OCTOBER 5, 2015 LAST UPDATED: MONDAY, OCTOBER 5, 2015, 9:42 PM
BY HUGH R. MORLEY
STAFF WRITER |
THE RECORD
A federal lawsuit filed against David Kushner, the prominent Cresskill businessman charged with stalking and harassing his son’s basketball coach, accuses him and others of racketeering and conspiring to defraud investors in a mortgage business.
An attorney representing Kushner and others named in the suit dismissed the allegations Monday as “utterly without merit.”
The suit, filed by a Suffolk County, N.Y., investor, claims that Kushner, several businesses of which he is part-owner, and two other owners engaged in “a widespread criminal enterprise” and a “pattern of racketeering activity” in a business that solicited investments to be lent as mortgages.

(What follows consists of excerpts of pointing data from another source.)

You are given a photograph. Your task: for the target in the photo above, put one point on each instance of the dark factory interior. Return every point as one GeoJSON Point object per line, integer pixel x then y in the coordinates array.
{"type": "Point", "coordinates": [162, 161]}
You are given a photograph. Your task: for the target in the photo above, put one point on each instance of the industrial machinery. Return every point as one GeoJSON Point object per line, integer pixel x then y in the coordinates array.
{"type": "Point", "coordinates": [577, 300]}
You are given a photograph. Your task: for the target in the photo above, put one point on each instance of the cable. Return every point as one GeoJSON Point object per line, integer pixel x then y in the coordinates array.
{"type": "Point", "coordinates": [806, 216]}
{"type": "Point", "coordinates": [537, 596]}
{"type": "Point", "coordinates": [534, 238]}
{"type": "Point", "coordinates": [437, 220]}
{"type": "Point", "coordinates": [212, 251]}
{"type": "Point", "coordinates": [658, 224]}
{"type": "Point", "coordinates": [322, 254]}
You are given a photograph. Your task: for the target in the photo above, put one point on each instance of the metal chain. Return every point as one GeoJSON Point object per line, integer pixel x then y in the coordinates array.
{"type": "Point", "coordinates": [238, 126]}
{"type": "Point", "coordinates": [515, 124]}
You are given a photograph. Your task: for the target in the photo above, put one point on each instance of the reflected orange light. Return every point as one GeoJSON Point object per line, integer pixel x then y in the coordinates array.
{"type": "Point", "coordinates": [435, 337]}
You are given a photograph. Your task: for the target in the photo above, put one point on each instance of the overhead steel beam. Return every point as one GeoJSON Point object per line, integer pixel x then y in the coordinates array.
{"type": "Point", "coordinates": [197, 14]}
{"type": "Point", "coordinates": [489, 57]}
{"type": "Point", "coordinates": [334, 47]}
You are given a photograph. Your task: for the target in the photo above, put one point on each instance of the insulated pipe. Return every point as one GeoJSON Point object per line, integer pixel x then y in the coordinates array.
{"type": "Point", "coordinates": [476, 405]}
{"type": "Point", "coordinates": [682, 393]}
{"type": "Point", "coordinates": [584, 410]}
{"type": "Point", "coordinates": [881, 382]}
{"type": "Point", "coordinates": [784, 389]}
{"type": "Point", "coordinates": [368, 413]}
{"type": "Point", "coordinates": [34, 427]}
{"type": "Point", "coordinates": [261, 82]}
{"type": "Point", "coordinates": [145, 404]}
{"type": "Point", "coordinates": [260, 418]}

The investor, Arnold Rosenshein, says in the suit filed in U.S. District Court in Manhattan that he invested just over $4 million with the Kushner companies after he was assured that the deals would be “conservative” and short term, and that his money would be just a small part of the mortgage granted. Rosenshein also said he was told that in the event of a default, the properties would be foreclosed upon and sold at a profit.
But several of the mortgages soon went into default, and the properties remained unforeclosed upon for years, because company executives wanted to wait until the property gained in value, Rosenshein alleges. Meanwhile, Kushner and two other company principals, Jeffrey Meshel and Wayne Sturdman, both of New York, made millions from the loans by taking “origination” and “servicing” fees, the suit alleges.